In a nutshell, given a table with an ID field and a FLAG bit field, find all the consecutive rows where the FLAG field is 1 (ie a bad record).
The trick was that the output needed to look like:
ID RANGE Error Count
4000-6000 2001
First, lets insert a CSV file into a table….
BULK INSERT Flags FROM 'c:\dev\darin\sqltest\sqltest.csv' WITH ( FIELDTERMINATOR = ',', ROWTERMINATOR = '\n', FIRSTROW = 2 ) GO
They supplied a 1.6 million row sample table, and expected sub 10 second response time. Sooooo, you also might want to add a clustered index to the ID field.
Let’s see some SQL!
With the sample table in place, I could get down to business.
I’ll admit, I had to google the syntax of the OVER and PARTITION clauses in T-SQL. They’re not something I use every day.
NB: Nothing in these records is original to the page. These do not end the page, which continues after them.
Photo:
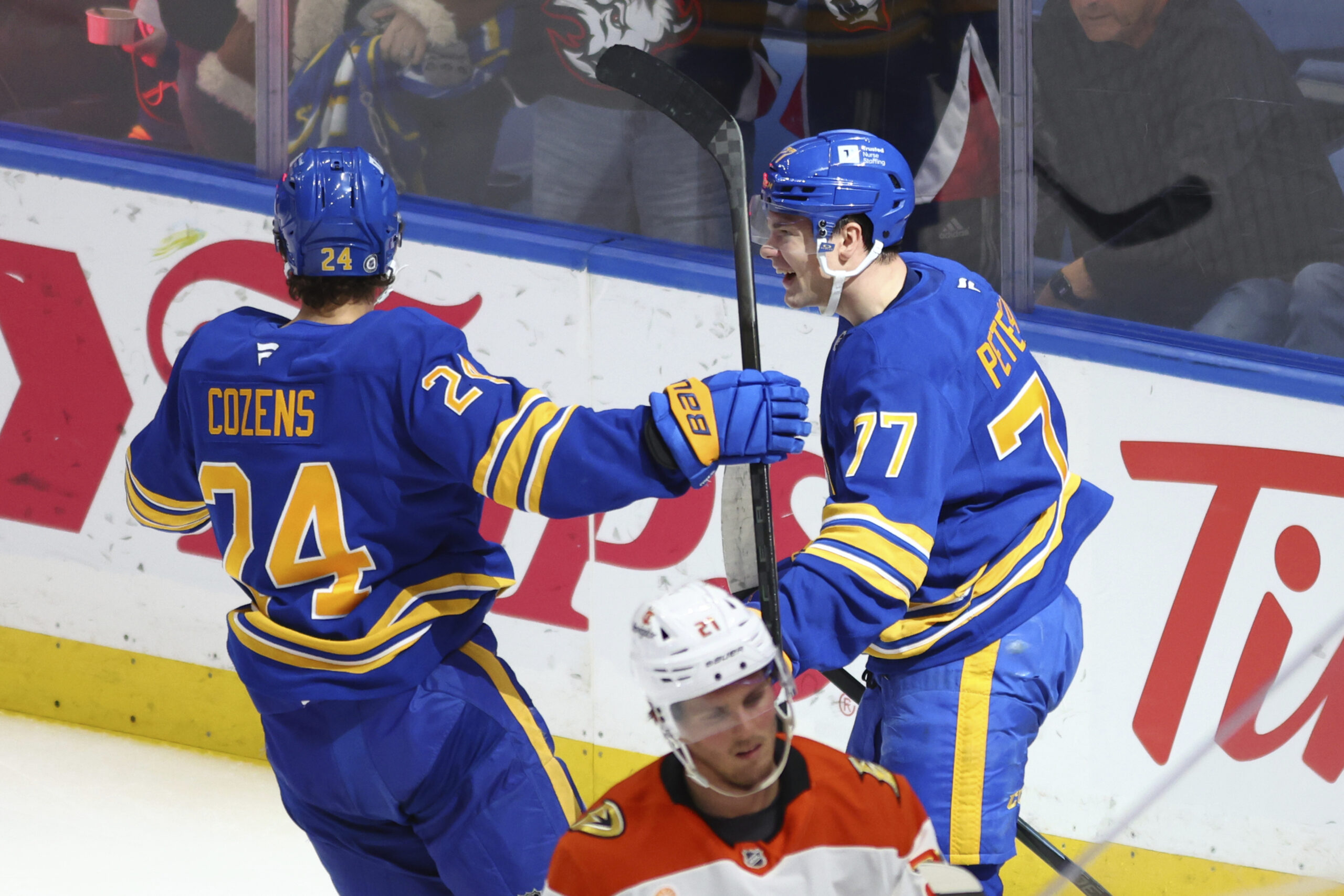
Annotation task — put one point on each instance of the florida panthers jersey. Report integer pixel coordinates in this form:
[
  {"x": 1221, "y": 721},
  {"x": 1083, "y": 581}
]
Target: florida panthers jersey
[
  {"x": 850, "y": 829},
  {"x": 343, "y": 469},
  {"x": 953, "y": 512}
]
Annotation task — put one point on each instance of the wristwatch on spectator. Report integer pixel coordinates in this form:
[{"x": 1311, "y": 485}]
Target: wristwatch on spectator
[{"x": 1064, "y": 291}]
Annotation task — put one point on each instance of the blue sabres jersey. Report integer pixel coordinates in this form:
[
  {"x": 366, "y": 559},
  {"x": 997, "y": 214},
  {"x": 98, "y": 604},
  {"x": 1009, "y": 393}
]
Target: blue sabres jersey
[
  {"x": 953, "y": 512},
  {"x": 343, "y": 469}
]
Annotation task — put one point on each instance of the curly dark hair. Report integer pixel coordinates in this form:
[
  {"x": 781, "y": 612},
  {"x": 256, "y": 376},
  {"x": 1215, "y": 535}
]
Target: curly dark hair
[{"x": 320, "y": 293}]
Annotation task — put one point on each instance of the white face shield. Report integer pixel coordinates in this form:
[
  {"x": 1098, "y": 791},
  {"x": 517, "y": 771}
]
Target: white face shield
[{"x": 791, "y": 234}]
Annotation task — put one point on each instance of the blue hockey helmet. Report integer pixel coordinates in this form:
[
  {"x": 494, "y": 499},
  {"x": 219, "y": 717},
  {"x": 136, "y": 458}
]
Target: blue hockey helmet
[
  {"x": 838, "y": 174},
  {"x": 832, "y": 175},
  {"x": 337, "y": 214}
]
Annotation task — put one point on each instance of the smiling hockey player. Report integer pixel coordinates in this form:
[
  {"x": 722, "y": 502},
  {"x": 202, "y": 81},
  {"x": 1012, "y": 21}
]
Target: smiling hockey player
[
  {"x": 953, "y": 512},
  {"x": 740, "y": 806},
  {"x": 343, "y": 458}
]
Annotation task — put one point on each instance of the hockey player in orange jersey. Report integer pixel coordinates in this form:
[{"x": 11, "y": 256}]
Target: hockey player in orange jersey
[{"x": 741, "y": 805}]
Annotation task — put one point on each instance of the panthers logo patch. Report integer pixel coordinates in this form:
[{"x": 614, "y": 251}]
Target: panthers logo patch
[
  {"x": 605, "y": 820},
  {"x": 866, "y": 767}
]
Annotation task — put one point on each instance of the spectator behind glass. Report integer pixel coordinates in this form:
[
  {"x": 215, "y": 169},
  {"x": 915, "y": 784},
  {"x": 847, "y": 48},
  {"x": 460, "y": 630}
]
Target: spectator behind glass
[
  {"x": 214, "y": 128},
  {"x": 890, "y": 68},
  {"x": 604, "y": 159},
  {"x": 51, "y": 76},
  {"x": 1194, "y": 184},
  {"x": 450, "y": 138}
]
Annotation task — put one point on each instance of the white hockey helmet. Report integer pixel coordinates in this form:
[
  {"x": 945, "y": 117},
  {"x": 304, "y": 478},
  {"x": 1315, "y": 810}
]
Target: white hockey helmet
[{"x": 694, "y": 641}]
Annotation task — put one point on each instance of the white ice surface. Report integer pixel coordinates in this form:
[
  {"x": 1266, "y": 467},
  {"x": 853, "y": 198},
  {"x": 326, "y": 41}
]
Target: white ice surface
[{"x": 84, "y": 813}]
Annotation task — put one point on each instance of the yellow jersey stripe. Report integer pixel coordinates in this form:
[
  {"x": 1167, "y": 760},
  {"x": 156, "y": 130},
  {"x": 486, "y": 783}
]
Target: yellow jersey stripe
[
  {"x": 904, "y": 562},
  {"x": 515, "y": 460},
  {"x": 1000, "y": 570},
  {"x": 440, "y": 585},
  {"x": 968, "y": 765},
  {"x": 154, "y": 518},
  {"x": 514, "y": 700},
  {"x": 909, "y": 628},
  {"x": 911, "y": 535},
  {"x": 475, "y": 373},
  {"x": 169, "y": 504},
  {"x": 870, "y": 573},
  {"x": 537, "y": 480},
  {"x": 425, "y": 612},
  {"x": 291, "y": 657},
  {"x": 502, "y": 433},
  {"x": 1025, "y": 574}
]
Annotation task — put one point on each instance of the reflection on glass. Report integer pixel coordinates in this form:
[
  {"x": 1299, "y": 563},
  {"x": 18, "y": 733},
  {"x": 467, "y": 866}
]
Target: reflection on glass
[
  {"x": 601, "y": 157},
  {"x": 1184, "y": 178},
  {"x": 51, "y": 76},
  {"x": 416, "y": 82}
]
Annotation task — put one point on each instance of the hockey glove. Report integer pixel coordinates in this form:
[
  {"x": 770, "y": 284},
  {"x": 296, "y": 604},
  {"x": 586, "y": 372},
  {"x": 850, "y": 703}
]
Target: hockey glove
[{"x": 736, "y": 417}]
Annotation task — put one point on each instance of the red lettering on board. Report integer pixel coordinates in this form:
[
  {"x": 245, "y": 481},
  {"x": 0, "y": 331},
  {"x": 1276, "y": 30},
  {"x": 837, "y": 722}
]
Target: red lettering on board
[
  {"x": 71, "y": 406},
  {"x": 1238, "y": 475}
]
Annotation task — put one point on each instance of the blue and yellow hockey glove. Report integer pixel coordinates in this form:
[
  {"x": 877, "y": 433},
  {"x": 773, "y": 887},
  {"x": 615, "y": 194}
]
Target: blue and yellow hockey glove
[{"x": 736, "y": 417}]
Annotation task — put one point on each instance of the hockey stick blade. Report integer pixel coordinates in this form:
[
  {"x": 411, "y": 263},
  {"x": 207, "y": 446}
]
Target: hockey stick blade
[
  {"x": 699, "y": 114},
  {"x": 662, "y": 87}
]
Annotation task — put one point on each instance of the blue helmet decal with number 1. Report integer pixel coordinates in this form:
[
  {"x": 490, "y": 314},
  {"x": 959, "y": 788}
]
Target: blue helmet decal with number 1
[{"x": 337, "y": 214}]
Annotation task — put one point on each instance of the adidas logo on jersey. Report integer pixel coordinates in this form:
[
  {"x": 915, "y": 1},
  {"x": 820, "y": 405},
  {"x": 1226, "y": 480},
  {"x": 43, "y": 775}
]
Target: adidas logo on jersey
[
  {"x": 953, "y": 230},
  {"x": 265, "y": 350}
]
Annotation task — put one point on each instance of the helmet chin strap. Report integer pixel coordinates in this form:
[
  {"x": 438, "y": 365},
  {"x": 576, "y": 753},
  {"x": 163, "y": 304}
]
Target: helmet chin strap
[{"x": 838, "y": 279}]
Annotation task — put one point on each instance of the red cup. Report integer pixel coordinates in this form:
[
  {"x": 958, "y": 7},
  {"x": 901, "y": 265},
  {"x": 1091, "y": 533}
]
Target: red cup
[{"x": 112, "y": 26}]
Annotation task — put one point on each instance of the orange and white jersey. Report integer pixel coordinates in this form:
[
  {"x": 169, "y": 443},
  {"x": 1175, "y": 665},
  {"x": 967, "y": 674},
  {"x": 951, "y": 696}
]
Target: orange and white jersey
[{"x": 851, "y": 828}]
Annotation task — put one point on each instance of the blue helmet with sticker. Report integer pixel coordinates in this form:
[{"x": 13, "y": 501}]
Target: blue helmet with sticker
[
  {"x": 337, "y": 214},
  {"x": 838, "y": 174}
]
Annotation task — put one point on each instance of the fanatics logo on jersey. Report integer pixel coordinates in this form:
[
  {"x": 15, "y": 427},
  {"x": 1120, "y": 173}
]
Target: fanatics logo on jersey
[{"x": 604, "y": 821}]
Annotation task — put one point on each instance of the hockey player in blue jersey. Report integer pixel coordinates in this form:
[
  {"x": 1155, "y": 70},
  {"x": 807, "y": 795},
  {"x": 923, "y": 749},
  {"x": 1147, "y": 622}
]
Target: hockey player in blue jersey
[
  {"x": 342, "y": 458},
  {"x": 953, "y": 513}
]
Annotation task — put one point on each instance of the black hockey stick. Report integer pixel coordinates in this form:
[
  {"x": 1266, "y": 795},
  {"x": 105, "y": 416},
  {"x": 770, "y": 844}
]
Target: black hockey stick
[
  {"x": 709, "y": 123},
  {"x": 691, "y": 108}
]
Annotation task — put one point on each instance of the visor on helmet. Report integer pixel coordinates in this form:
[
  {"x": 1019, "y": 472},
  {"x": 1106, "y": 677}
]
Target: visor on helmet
[
  {"x": 786, "y": 230},
  {"x": 734, "y": 705}
]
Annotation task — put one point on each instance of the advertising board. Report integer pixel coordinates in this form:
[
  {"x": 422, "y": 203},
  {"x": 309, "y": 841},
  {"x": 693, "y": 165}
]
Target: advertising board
[{"x": 1218, "y": 561}]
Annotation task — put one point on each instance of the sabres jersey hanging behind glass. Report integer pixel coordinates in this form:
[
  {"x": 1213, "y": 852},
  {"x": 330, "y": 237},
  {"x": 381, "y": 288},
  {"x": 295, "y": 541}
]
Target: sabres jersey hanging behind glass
[{"x": 953, "y": 513}]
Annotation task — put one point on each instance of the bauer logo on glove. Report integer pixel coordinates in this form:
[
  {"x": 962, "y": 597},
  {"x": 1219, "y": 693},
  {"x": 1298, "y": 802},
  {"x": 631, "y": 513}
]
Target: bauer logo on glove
[
  {"x": 736, "y": 417},
  {"x": 694, "y": 412}
]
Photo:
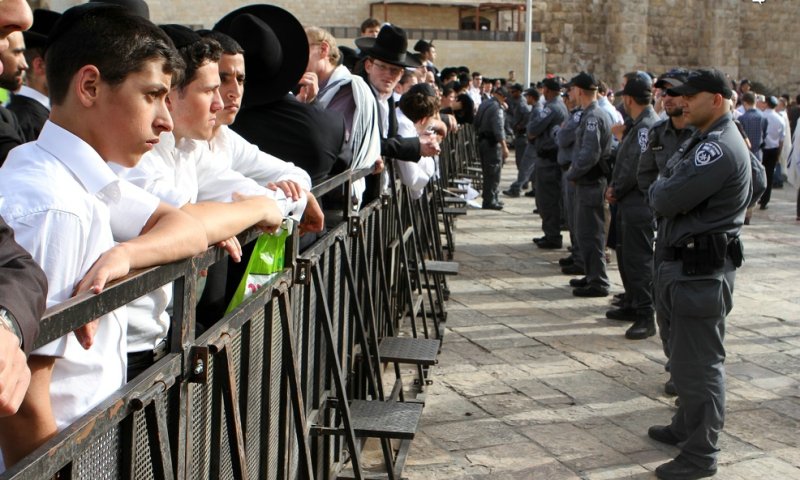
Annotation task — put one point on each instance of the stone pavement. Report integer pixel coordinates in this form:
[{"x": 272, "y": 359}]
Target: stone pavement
[{"x": 533, "y": 383}]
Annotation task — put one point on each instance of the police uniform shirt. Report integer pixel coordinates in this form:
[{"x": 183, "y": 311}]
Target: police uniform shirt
[
  {"x": 550, "y": 118},
  {"x": 633, "y": 145},
  {"x": 565, "y": 138},
  {"x": 663, "y": 140},
  {"x": 592, "y": 143},
  {"x": 489, "y": 120},
  {"x": 66, "y": 229},
  {"x": 706, "y": 185}
]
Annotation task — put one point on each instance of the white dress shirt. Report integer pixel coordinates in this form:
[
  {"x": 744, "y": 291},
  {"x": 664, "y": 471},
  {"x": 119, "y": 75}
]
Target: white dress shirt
[
  {"x": 189, "y": 172},
  {"x": 236, "y": 153},
  {"x": 775, "y": 129},
  {"x": 67, "y": 207},
  {"x": 414, "y": 175}
]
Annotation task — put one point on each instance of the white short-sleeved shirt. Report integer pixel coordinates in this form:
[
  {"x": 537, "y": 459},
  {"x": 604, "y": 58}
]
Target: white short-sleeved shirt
[
  {"x": 186, "y": 172},
  {"x": 67, "y": 207},
  {"x": 234, "y": 152}
]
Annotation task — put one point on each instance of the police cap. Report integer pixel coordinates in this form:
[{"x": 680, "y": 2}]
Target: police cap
[
  {"x": 584, "y": 81},
  {"x": 639, "y": 85},
  {"x": 704, "y": 80},
  {"x": 673, "y": 78}
]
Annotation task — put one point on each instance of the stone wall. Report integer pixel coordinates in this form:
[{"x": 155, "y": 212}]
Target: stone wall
[{"x": 745, "y": 39}]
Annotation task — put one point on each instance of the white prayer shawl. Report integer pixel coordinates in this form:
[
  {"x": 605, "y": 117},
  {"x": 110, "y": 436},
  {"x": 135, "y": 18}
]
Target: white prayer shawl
[{"x": 365, "y": 138}]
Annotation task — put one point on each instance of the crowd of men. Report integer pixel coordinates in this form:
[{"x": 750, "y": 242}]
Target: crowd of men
[
  {"x": 667, "y": 179},
  {"x": 159, "y": 151}
]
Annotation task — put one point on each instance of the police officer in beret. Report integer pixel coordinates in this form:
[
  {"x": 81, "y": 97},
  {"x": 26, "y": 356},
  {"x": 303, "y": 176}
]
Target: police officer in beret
[
  {"x": 702, "y": 197},
  {"x": 664, "y": 139},
  {"x": 589, "y": 170},
  {"x": 635, "y": 223},
  {"x": 489, "y": 123},
  {"x": 548, "y": 173}
]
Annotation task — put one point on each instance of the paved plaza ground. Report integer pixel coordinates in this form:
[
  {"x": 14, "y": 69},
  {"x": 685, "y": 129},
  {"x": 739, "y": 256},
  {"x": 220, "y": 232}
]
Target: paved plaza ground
[{"x": 533, "y": 383}]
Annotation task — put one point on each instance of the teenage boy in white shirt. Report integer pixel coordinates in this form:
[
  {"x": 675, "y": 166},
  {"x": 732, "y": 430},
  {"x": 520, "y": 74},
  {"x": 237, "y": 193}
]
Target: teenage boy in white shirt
[
  {"x": 184, "y": 172},
  {"x": 109, "y": 74}
]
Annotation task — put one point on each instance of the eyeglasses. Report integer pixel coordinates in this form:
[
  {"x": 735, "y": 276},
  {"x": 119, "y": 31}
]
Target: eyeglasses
[{"x": 392, "y": 69}]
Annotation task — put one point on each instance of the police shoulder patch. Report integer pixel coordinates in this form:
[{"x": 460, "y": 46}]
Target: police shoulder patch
[
  {"x": 707, "y": 153},
  {"x": 643, "y": 137}
]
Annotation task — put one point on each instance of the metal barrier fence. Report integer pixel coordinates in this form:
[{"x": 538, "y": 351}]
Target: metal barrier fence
[{"x": 264, "y": 392}]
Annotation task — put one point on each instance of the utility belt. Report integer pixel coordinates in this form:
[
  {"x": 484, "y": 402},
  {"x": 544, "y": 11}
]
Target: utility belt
[
  {"x": 706, "y": 253},
  {"x": 149, "y": 356}
]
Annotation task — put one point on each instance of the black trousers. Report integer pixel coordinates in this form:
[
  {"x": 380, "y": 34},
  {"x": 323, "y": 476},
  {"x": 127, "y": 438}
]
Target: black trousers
[{"x": 769, "y": 159}]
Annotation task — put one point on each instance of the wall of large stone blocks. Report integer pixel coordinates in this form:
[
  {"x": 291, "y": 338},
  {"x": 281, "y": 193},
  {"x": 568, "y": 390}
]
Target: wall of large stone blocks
[
  {"x": 758, "y": 41},
  {"x": 492, "y": 59}
]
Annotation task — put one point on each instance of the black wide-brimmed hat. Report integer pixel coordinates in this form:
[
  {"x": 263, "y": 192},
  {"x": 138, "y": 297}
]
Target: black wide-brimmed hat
[
  {"x": 275, "y": 50},
  {"x": 43, "y": 22},
  {"x": 389, "y": 46},
  {"x": 134, "y": 7}
]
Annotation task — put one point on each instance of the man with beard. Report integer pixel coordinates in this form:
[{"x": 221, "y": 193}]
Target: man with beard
[
  {"x": 702, "y": 197},
  {"x": 664, "y": 139},
  {"x": 634, "y": 217}
]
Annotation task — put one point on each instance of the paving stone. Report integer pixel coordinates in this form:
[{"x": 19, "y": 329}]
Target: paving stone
[
  {"x": 443, "y": 404},
  {"x": 473, "y": 384},
  {"x": 472, "y": 434},
  {"x": 767, "y": 468}
]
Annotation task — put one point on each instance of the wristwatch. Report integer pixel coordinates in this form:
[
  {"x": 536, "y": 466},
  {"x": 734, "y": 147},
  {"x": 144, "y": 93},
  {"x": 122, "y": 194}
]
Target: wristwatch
[{"x": 8, "y": 322}]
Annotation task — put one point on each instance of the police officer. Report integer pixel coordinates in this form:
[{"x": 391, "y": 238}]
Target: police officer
[
  {"x": 588, "y": 172},
  {"x": 702, "y": 198},
  {"x": 664, "y": 139},
  {"x": 548, "y": 174},
  {"x": 492, "y": 145},
  {"x": 573, "y": 263},
  {"x": 635, "y": 224},
  {"x": 527, "y": 160}
]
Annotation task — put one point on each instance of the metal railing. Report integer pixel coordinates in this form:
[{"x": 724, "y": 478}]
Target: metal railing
[
  {"x": 243, "y": 399},
  {"x": 446, "y": 34}
]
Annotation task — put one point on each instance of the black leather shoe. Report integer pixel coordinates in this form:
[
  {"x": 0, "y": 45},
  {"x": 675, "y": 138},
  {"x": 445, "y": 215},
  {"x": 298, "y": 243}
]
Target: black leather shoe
[
  {"x": 566, "y": 261},
  {"x": 549, "y": 244},
  {"x": 669, "y": 388},
  {"x": 682, "y": 469},
  {"x": 590, "y": 291},
  {"x": 572, "y": 270},
  {"x": 663, "y": 434},
  {"x": 642, "y": 328},
  {"x": 578, "y": 282},
  {"x": 623, "y": 314}
]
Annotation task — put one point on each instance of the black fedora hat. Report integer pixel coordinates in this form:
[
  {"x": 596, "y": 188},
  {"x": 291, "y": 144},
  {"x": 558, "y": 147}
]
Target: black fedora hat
[
  {"x": 275, "y": 50},
  {"x": 43, "y": 22},
  {"x": 389, "y": 46}
]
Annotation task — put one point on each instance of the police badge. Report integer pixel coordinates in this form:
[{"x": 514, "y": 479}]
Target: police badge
[
  {"x": 707, "y": 153},
  {"x": 643, "y": 135}
]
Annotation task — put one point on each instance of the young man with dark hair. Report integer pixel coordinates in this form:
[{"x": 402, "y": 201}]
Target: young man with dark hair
[
  {"x": 184, "y": 172},
  {"x": 110, "y": 73}
]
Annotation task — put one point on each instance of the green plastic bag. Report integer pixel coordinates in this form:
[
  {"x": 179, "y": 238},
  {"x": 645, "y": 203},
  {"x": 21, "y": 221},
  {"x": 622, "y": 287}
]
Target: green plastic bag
[{"x": 265, "y": 263}]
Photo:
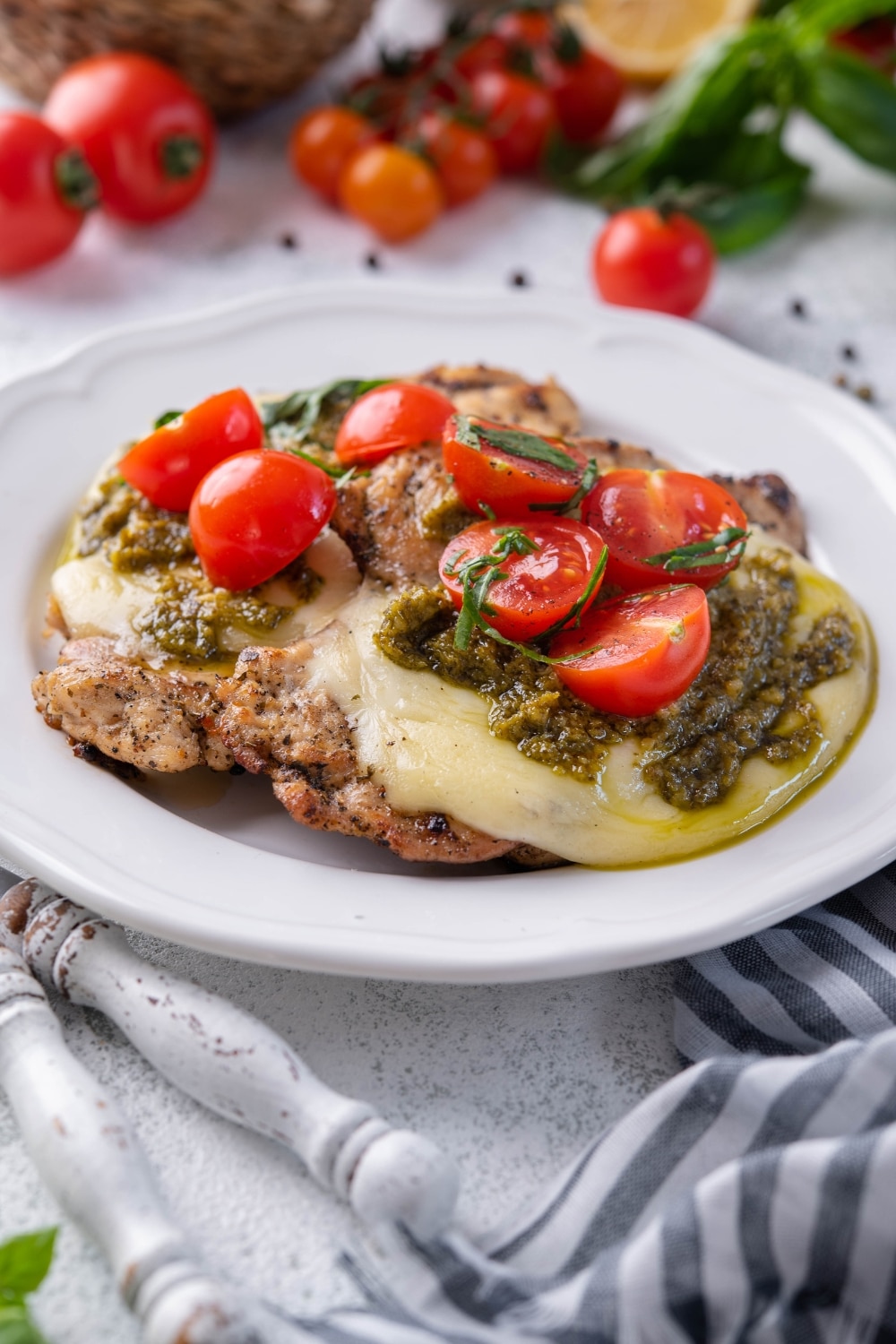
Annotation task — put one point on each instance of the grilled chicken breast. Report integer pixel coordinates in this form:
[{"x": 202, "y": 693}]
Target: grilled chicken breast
[{"x": 271, "y": 715}]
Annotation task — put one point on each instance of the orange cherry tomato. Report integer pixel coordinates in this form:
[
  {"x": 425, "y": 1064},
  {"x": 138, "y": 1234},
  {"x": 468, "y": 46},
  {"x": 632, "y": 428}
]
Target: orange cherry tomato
[
  {"x": 322, "y": 144},
  {"x": 390, "y": 418},
  {"x": 168, "y": 464},
  {"x": 255, "y": 513},
  {"x": 508, "y": 484},
  {"x": 463, "y": 158},
  {"x": 148, "y": 137},
  {"x": 540, "y": 586},
  {"x": 645, "y": 261},
  {"x": 651, "y": 513},
  {"x": 645, "y": 650},
  {"x": 517, "y": 117},
  {"x": 392, "y": 191}
]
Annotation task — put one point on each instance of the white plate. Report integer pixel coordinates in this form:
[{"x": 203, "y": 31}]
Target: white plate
[{"x": 237, "y": 875}]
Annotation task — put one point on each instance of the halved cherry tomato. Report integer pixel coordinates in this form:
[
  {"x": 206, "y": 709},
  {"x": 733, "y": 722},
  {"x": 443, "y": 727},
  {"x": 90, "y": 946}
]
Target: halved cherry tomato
[
  {"x": 392, "y": 190},
  {"x": 505, "y": 483},
  {"x": 463, "y": 158},
  {"x": 257, "y": 513},
  {"x": 45, "y": 190},
  {"x": 390, "y": 418},
  {"x": 586, "y": 93},
  {"x": 651, "y": 513},
  {"x": 517, "y": 113},
  {"x": 645, "y": 261},
  {"x": 646, "y": 650},
  {"x": 168, "y": 464},
  {"x": 322, "y": 144},
  {"x": 541, "y": 586},
  {"x": 148, "y": 137}
]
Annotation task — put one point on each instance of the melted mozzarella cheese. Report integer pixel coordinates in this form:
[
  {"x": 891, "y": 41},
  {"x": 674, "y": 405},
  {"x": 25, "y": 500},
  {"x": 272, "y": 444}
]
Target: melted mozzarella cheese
[
  {"x": 94, "y": 599},
  {"x": 429, "y": 744}
]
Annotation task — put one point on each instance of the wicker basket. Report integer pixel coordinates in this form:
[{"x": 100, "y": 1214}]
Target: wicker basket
[{"x": 238, "y": 54}]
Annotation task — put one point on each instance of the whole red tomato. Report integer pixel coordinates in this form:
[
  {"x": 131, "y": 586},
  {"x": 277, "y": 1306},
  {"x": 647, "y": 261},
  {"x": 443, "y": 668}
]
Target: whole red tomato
[
  {"x": 517, "y": 113},
  {"x": 586, "y": 91},
  {"x": 168, "y": 464},
  {"x": 148, "y": 137},
  {"x": 257, "y": 513},
  {"x": 322, "y": 144},
  {"x": 392, "y": 191},
  {"x": 643, "y": 260},
  {"x": 463, "y": 158},
  {"x": 45, "y": 190}
]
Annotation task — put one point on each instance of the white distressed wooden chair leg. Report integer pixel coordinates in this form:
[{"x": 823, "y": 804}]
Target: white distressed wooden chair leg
[
  {"x": 236, "y": 1064},
  {"x": 89, "y": 1156}
]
First, I needed all the rows, with a group number grouping all the consecutive rows who’s flag value was 1. I used a Common Table Expression for this. I could have used temp tables and it would have resulted in about the same performance, but… what the hey!
WITH parts AS ( SELECT *, id - ROW_NUMBER() OVER (ORDER BY id) AS grp FROM flags WHERE flag = 1 )
Next, I needed the count of each group as part of the result set….
WITH counts AS ( SELECT *, COUNT(*) OVER (PARTITION BY grp) AS cnt FROM parts )
With those two CTEs in place, all that was left was the output Select….
SELECT cast(min(id) as varchar(20)) + '-' + cast(max(id) as varchar(20)) as IDRange, cnt as ErrorCount FROM counts WHERE cnt >= 1000 GROUP BY grp, cnt ORDER BY IDRange
In this case, I only cared about blocks of errors of more than 1000 rows. The concatenated SELECT is just to make a nice output format. realistically, I’d probably only select MIN(ID), MAX(ID), CNT
I haven’t used CTE’s a lot, but I’m finding more and more uses for them.
And the OVER clause is something I really need to get more familiar with.
For the 1.6 million row source table, I was getting sub 2 second response times on this query. No doubt, there’s ways to speed this up, but that’s not too shabby.